И как режиссер Рахлин, конечно, следует в общем русле, он не исключение в том смысле, что пьеса Виктора Гусева его привлекает отнюдь не художественными достоинствами (их она не лишена начисто, но литературную ценность текста, его эстетическую актуальность для современной театральной сцены преувеличивать нелепо). Неординарность метода взаимодействия Рахлина с материалом состоит здесь, на мой взгляд, в том, что, подчеркивая одни моменты и «прибирая» другие, режиссер открывает бессознательно заложенную автором амбивалентность героического посыла, обнаруживая за броской комедийной стороной скрытую трагическую.

Это касается даже поэтики текста — например, генетически «маяковские» речевые метафоры вроде «звонок уснул, как котенок под лавкой», обыкновенные для советской гражданской, да и какой угодно лирики 1920-х, по меркам середины 1930-х звучат анахронизмом, рудиментом закончившейся революционной авангардно-футуристической эпохи, если не вовсе приметой «литературного троцкизма» (еще не смертельной, уже подозрительной) — на смену им приходит образность общедоступная, освободившаяся от языковых ухищрений и многозначности содержания в пользу плоской, свободной от обертонов, примитивной «народной» простоты. Но в большей степени, разумеется, дополнительная смысловая нагрузка приходится на формулы-максимы, которые герои «Славы» плакатно бросают публике в качестве морального урока: чуть педалируя интонационно, актеры те же фразы из прямолинейных нравоучений превращают в зловещие пророчества, будь то «наша партия даже на катастрофах воспитывает людей!» или «в нашей республике даже семья — боевое подразделение!». Не говоря уже о сакраментальной реплике доброй и благонамеренной, но как бы до поры не вполне «сознательной» Марьи Петровны, которая у Рахлина двусмысленно замечает: «Скажи, куда так торопятся люди? Ведь смерть за каждым придет сама...» — что, положа руку на сердце, и вне добавочных выразительных средств впечатляет само по себе, а уж с подложенной на гусевские вирши фонограммой «Тристана»... Основа фабулы при таком подходе сохраняется, не выворачивается наизнанку и представление о реальности, в которую помещены персонажи, благо она заведомо условна: православная старуха и та в рифму говорит!

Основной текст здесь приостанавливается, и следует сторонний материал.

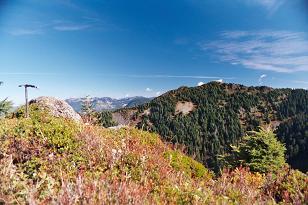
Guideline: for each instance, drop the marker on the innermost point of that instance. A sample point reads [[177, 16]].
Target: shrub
[[260, 151], [187, 165], [5, 107]]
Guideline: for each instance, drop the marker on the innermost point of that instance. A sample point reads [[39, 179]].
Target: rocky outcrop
[[57, 108]]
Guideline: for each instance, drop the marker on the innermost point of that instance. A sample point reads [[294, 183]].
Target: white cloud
[[23, 32], [271, 5], [219, 81], [280, 51], [71, 27], [176, 76], [260, 80], [200, 84]]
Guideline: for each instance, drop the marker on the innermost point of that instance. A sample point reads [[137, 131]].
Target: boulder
[[57, 108]]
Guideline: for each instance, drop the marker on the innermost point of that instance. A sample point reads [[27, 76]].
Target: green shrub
[[260, 151], [186, 164]]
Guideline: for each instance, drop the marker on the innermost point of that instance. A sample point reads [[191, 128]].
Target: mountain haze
[[107, 103], [208, 119]]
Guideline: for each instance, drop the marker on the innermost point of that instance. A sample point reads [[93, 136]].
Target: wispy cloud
[[176, 76], [280, 51], [260, 80], [271, 5], [25, 32], [200, 83], [71, 27]]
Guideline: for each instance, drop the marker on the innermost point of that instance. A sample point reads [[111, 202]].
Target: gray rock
[[57, 108]]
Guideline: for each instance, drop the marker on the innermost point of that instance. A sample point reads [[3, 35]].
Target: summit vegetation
[[208, 119], [53, 160]]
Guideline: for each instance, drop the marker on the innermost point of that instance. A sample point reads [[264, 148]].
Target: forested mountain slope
[[208, 119]]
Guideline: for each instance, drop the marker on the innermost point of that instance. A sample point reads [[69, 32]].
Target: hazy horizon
[[119, 48]]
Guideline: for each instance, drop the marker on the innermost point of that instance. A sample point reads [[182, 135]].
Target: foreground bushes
[[52, 160]]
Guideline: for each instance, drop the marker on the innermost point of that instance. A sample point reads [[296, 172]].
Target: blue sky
[[124, 48]]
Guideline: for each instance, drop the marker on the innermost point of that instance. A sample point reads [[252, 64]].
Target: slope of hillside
[[48, 160], [107, 103], [219, 115]]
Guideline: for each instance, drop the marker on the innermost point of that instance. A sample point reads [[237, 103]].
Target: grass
[[47, 160]]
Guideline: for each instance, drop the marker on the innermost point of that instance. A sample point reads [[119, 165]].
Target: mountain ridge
[[219, 115], [108, 103]]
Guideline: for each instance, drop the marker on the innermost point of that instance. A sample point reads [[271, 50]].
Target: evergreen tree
[[5, 107], [260, 151], [87, 109]]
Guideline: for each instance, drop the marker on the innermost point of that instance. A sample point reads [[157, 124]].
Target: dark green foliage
[[5, 107], [222, 114], [138, 101], [104, 119], [294, 133], [260, 151]]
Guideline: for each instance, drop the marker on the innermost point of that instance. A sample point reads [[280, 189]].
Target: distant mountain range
[[107, 103], [208, 119]]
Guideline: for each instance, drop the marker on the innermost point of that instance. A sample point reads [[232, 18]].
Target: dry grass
[[92, 165]]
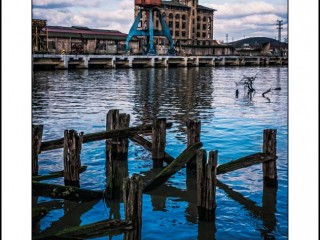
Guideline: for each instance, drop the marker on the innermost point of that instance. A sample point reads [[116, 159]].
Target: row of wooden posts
[[118, 185]]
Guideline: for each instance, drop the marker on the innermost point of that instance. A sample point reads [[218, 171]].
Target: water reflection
[[80, 100], [266, 213], [177, 94]]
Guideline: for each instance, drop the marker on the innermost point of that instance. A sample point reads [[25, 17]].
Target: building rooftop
[[256, 42], [200, 7], [174, 4], [84, 32]]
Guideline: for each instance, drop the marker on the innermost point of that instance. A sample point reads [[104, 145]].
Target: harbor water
[[231, 123]]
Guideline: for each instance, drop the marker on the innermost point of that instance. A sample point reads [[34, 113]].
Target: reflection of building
[[57, 39], [191, 26], [260, 46]]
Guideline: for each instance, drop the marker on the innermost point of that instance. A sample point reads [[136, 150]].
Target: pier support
[[158, 141], [132, 198], [270, 168], [193, 136], [37, 131], [116, 154], [206, 185], [71, 157]]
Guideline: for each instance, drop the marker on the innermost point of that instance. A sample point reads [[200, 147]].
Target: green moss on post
[[37, 131], [193, 136], [269, 148]]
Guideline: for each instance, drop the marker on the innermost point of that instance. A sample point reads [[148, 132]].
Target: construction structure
[[144, 26], [189, 24]]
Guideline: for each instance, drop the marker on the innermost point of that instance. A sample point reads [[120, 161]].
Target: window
[[51, 44]]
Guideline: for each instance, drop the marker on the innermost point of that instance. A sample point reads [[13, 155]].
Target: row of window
[[183, 34], [177, 16]]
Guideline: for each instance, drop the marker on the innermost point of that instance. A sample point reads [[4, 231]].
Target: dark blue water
[[232, 125]]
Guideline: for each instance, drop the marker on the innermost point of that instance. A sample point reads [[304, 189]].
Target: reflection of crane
[[150, 7]]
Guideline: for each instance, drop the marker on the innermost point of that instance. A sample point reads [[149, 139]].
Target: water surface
[[231, 124]]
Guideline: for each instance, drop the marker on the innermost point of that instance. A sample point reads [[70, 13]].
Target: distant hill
[[256, 42]]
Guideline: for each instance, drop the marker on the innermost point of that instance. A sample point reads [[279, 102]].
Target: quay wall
[[126, 61]]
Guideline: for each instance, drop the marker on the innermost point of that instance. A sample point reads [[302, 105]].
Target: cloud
[[228, 10], [255, 18], [52, 4]]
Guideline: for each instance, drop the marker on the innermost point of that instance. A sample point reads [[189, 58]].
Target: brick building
[[189, 22]]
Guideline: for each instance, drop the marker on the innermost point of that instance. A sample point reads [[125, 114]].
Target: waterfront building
[[77, 39], [191, 26]]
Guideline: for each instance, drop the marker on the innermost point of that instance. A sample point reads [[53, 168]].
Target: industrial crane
[[150, 7]]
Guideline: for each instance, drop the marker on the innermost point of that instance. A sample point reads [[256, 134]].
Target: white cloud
[[228, 10]]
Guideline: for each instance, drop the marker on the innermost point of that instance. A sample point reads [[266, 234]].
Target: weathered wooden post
[[116, 154], [270, 148], [206, 185], [37, 131], [158, 141], [193, 136], [122, 149], [132, 198], [71, 157]]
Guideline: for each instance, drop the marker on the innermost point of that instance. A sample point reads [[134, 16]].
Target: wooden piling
[[206, 185], [270, 148], [122, 149], [158, 141], [132, 198], [71, 157], [116, 155], [193, 136], [37, 131]]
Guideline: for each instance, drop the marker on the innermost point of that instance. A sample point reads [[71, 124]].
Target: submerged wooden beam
[[94, 230], [248, 204], [148, 146], [91, 137], [54, 175], [64, 192], [243, 162], [173, 167], [38, 213]]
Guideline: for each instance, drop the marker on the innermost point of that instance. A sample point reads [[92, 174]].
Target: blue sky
[[237, 18]]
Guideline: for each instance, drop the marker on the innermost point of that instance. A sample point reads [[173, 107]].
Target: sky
[[237, 18]]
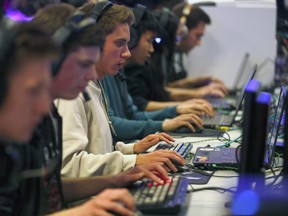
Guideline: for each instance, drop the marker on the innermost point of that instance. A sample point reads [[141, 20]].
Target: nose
[[43, 104], [126, 53], [91, 74], [198, 42]]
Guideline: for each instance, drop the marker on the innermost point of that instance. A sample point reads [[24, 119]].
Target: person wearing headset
[[24, 91], [87, 140], [146, 82], [194, 20], [31, 184]]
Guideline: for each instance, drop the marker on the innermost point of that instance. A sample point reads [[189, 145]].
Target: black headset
[[100, 8], [139, 12], [97, 12], [76, 23], [164, 17], [7, 36]]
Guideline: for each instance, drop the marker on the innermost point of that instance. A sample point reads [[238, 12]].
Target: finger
[[120, 209], [174, 156], [158, 174], [166, 138], [123, 196]]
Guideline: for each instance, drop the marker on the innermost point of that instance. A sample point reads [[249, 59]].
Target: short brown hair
[[54, 16], [116, 14], [28, 42], [195, 16], [24, 42]]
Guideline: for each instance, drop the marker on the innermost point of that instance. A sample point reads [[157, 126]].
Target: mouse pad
[[204, 133], [196, 177]]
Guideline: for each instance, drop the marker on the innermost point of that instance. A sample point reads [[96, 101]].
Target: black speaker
[[100, 8], [134, 31], [7, 34], [76, 23]]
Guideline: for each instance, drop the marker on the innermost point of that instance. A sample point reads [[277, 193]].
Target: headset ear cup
[[3, 89], [134, 38]]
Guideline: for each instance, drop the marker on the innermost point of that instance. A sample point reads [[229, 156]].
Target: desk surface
[[210, 202]]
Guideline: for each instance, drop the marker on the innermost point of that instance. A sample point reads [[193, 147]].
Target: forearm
[[179, 83], [157, 105], [79, 188], [182, 94]]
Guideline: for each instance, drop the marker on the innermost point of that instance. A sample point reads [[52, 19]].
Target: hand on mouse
[[151, 140], [162, 156], [187, 120], [196, 106]]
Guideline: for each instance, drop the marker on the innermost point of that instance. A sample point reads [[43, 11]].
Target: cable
[[218, 189]]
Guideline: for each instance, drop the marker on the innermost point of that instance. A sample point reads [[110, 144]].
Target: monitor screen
[[274, 128]]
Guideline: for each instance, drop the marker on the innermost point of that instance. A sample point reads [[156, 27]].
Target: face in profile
[[142, 52], [27, 100], [75, 73], [193, 38], [115, 51]]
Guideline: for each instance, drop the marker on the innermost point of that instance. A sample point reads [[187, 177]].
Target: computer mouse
[[184, 129], [179, 167]]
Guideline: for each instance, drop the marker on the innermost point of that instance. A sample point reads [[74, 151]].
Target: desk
[[210, 202]]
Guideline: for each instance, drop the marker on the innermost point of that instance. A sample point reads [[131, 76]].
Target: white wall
[[236, 29]]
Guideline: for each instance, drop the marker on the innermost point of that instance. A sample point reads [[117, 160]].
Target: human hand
[[199, 107], [165, 157], [153, 171], [118, 201], [188, 120], [151, 140], [213, 89]]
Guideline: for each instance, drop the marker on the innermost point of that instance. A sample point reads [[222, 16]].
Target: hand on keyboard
[[165, 198], [182, 148], [162, 156], [154, 171], [151, 140]]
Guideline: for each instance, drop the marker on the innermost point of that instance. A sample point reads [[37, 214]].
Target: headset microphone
[[121, 76], [147, 62], [86, 96]]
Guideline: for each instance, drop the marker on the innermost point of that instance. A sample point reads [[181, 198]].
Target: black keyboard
[[218, 119], [182, 148], [220, 103], [164, 199]]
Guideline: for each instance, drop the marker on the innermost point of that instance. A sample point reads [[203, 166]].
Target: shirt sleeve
[[77, 161]]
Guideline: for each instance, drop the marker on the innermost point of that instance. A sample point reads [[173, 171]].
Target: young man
[[194, 19], [35, 186], [122, 112], [148, 84], [87, 140], [24, 80]]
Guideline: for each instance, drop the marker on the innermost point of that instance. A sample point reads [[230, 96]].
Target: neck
[[100, 73]]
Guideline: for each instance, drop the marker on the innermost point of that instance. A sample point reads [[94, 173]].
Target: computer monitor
[[255, 121], [273, 132], [251, 92]]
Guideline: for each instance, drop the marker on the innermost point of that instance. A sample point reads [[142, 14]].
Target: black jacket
[[30, 173]]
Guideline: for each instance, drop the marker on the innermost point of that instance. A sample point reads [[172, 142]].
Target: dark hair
[[167, 30], [116, 14], [148, 23], [195, 16], [54, 16]]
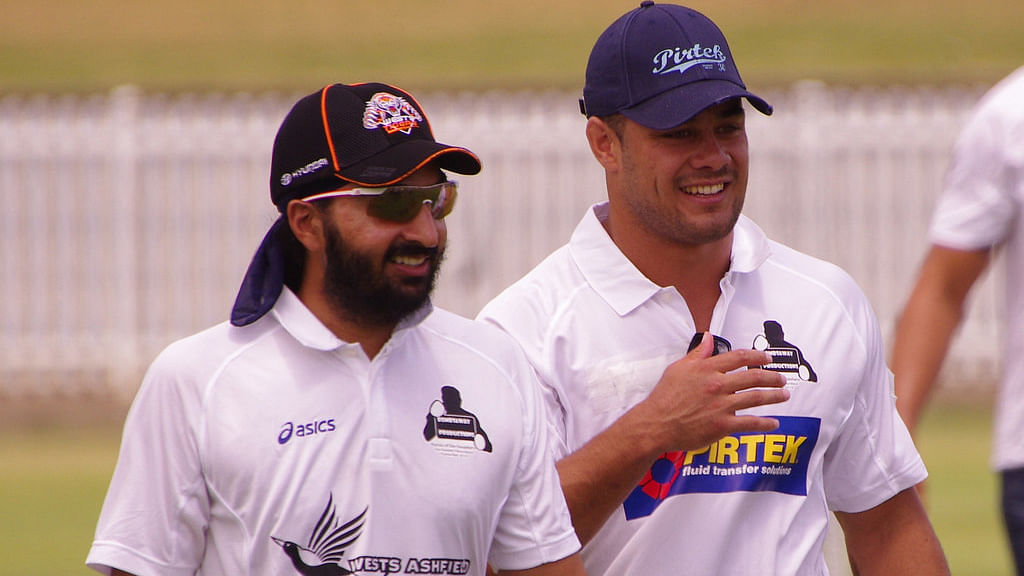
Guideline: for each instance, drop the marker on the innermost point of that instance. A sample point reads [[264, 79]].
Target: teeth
[[704, 190], [410, 260]]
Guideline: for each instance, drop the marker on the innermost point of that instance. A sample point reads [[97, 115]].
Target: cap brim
[[398, 161], [678, 106], [263, 281]]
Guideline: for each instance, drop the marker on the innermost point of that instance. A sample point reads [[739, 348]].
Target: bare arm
[[927, 325], [693, 404], [570, 566], [894, 537]]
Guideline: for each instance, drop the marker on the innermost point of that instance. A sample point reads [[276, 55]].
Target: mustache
[[412, 249]]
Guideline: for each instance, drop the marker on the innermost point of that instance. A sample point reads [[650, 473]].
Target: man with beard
[[700, 463], [290, 440]]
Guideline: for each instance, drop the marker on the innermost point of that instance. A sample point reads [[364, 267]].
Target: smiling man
[[291, 440], [726, 460]]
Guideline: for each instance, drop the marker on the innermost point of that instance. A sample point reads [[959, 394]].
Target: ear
[[604, 144], [306, 222]]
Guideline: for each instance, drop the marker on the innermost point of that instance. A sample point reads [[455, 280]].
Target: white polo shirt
[[600, 334], [981, 207], [260, 449]]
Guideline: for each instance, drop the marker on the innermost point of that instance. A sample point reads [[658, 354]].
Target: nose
[[710, 153]]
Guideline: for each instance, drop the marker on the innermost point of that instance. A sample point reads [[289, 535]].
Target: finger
[[753, 423], [753, 399], [756, 378], [733, 360]]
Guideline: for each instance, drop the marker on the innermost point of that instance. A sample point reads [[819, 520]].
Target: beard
[[357, 287]]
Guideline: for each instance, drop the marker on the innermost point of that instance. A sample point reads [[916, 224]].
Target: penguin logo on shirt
[[786, 358], [449, 423], [322, 556]]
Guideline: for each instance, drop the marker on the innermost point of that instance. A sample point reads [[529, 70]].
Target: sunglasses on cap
[[400, 203]]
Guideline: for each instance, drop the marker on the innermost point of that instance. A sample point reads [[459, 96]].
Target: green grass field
[[90, 45], [52, 482]]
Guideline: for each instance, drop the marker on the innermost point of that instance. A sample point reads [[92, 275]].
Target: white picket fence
[[128, 218]]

Все это очень любопытно в свете богомоловской «Славы». Насколько я заранее понял из читанных отзывов на спектакль БДТ и в чем убедился на личном опыте, к эстетической стороне питерской «Славы» вопросов ни у кого не возникало, а споры (ну и, как водится, интеллигентские истерики) завязывались вокруг этико-политического комплекса проблем.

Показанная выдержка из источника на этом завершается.